Stand: 08.12.2011, 18.44 Uhr
Kommentare zum Thema (27)
letzter Kommentar: 12.12.2011, 15:00 Uhr
- Sie werden für mich zahlen! schrieb am 12.12.2011, 15:00 Uhr:
- Wenn ich im Knast sitze um meine Gebührenschuld abzuzahlen. Ich besitze nämlich tatsächlich kein Handy, Fernseher, Radio oder andere empfangsfähigen Geräte. Auch keinen eigenen Rechner! Nicht zuletzt um der Strommafia eines auszuwischen.
- Marvin schrieb am 12.12.2011, 13:17 Uhr:
- Öffentlich-Rechtliche setzen der Verdummung der Privatsender ("Frauentausch", "Schwer verliebt", ...) Information gegenüber (Monitor, Frontal 21, ...) und versauen sich das wieder durch diese unsägliche Zwangsgebühr. Der TV-Rundfunk sollte auf einen Hauptsender mit 4 Regionalsendern begrenzt werden. Dann ist auch der Kika-Quatsch weg. Und dann aber vollen Zugang auch zum Internet, nicht ein durch Druck der Privaten Verleger zerstückeltes Online-Archiv ("Seite nicht gefunden").

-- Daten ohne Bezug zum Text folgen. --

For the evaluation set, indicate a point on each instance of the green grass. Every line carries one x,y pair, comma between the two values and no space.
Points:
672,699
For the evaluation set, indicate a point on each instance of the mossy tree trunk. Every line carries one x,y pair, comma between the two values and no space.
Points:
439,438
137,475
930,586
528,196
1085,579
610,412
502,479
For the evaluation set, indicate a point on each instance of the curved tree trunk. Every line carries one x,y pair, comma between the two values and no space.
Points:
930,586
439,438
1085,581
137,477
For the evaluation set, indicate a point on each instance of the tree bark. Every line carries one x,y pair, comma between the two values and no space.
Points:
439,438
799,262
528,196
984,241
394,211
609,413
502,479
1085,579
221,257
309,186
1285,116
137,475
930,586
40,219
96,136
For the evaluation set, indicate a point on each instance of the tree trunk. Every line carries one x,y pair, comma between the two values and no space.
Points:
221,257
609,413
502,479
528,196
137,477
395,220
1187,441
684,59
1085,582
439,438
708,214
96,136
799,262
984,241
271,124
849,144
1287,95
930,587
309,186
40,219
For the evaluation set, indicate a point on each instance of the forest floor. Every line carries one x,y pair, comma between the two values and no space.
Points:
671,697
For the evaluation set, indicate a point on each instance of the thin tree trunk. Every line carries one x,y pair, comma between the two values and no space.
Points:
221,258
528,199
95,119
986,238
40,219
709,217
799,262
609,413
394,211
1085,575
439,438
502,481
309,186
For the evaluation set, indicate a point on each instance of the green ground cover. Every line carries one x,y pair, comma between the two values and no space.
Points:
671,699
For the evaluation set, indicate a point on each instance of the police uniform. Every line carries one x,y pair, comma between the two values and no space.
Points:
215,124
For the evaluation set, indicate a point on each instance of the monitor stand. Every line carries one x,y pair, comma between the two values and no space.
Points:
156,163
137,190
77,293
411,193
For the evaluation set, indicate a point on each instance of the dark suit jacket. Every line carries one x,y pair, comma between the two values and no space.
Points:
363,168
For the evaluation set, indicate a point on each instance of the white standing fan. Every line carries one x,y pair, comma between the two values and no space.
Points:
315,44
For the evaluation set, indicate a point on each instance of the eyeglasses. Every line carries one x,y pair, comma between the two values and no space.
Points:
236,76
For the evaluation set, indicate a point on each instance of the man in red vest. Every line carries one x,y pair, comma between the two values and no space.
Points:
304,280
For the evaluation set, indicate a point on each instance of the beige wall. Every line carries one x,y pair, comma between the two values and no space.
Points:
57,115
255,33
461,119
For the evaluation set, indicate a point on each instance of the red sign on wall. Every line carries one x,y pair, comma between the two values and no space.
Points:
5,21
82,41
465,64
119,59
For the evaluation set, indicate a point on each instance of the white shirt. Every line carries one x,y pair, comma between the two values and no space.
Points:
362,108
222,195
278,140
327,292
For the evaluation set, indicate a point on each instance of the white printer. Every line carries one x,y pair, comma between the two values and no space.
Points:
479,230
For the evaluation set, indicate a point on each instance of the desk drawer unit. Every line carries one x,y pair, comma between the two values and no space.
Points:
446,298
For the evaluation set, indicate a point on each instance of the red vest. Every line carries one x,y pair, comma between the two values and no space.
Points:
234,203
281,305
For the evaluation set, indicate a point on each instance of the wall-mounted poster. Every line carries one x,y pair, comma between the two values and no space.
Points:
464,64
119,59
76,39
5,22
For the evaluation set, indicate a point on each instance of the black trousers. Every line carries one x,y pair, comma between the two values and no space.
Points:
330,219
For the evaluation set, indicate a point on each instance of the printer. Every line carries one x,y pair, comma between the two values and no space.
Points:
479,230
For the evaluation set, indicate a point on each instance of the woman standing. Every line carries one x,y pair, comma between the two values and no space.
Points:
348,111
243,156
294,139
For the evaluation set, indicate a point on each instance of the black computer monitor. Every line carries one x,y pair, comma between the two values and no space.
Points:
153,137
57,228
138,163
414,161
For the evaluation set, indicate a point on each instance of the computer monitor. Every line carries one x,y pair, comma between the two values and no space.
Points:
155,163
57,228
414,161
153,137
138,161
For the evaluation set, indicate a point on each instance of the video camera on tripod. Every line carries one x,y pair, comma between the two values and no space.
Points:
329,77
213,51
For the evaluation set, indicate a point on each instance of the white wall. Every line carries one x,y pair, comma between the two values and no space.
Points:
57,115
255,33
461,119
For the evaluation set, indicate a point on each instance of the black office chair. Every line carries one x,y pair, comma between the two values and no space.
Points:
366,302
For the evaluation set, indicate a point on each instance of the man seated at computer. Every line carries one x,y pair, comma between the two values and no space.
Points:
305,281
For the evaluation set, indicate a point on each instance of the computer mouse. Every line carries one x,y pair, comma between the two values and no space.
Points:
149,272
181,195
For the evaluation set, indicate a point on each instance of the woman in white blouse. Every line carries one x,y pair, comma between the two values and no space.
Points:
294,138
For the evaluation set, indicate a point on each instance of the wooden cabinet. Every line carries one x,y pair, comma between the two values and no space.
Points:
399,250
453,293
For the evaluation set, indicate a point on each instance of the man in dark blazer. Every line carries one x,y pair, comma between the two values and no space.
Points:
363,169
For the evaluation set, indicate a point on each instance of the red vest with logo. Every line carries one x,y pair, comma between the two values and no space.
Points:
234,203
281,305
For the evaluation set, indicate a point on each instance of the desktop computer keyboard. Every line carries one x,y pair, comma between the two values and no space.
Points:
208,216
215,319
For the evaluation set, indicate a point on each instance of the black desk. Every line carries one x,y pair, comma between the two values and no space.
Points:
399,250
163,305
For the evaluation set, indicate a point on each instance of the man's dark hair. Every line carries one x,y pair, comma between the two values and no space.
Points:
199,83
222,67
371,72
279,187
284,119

- Frank schrieb am 09.12.2011, 15:46 Uhr:
- Gebühren für den öffentlich-rechtlichen Rundfunk, das ist so wie in den Laden gehen, eine schwarze Hose kaufen, und dann noch zusätzlich für eine blaue Hose zahlen zu müssen, die man gar nicht haben will, aber bezahlen muss, weil es halt Leute gibt, die gerne eine blaue Hose hätten. Wenn ich will, kann ich die blaue Hose ja auch mit nehmen, wenn ich die blaue Hose aber nicht will, muss ich trotzdem dafür bezahlen. Das System des gebührenfinanzierten Fernsehens ist antiquiert und gehört komplett abgeschafft. Das passte, als es noch nur 3 Sender gab, die sich das Geld teilten und dafür Programm machten. Heute gibt es andere Finanzierungsmodelle für Fernsehen, ganz davon abgesehen, dass das klassische Fernsehen insgesamt immer mehr von neuen Medien verdrängt wird. Wenn die öffentlich-rechtlichen Sender in den Einschaltquoten nur noch am unteren Ende zu finden sind, muss man sich mal Gedanken über ihre Daseinsberechtigung machen.
- Zu Berge schrieb am 09.12.2011, 15:34 Uhr:
- susa schrieb heute, 01:06 Uhr: ,,... ich finde eine Haushaltsabgabe absolut ungerecht ... mit einem einkommen bis 800 netto Euro monatlich sollte man ganz befreien und danach sollte die Abgabe gestaffelt werden oder per prozentabgabe vom gehalt abgezogen werden.'' - - - Bester Vorschlag, so sollte es auch mit dem Strom gestaffelt werden. Wer viel mehr Geld hat, als der Bevölkerungs-Durchschnitt, hat oftmals weniger Leistungen dafür verbraucht als der Druchschnitt, das ist eine wissenschaftlich erwiesene Tatsache. Flexibilität wird nur von den Mehrfach-Doppelfrühaufstehern und verleihbaren Leistungs-Springern verlangt. Die müden Gäule in staatlichen Verwaltungen gießen Blumen oder stapeln Gedanken, wie hoch sie in ihrer Laufbahn noch klettern können. PC-Software für jeden Dreck gibt es, eine für Gebühren-Gerechtigkeit wird nicht nachgefragt. Nicht mal unsere Altvorderen, deren Renten klein sind, dürfen frei schauen. Behinderte ja. Früher war das mal eine sehr blonde Überlegung.
- didi schrieb am 09.12.2011, 13:09 Uhr:
- @ Anton, was wir als gut oder schlecht befinden sollte keinen Einfluss darauf haben was vom Staat zwangsfinanziert wird. Das öffentlichrechtliche Fernsehen und der öffentlichrechtliche Rundfunk sollten sich auf das informative beschränken und alles andere ist Privat zu finanzieren. Dieses ist die Meinung eines Individuums von über 80 Millionen, aber gefragt werden die wenigsten, nur eine Handvoll und dies sind dann auch noch sogenannte Lobbyisten.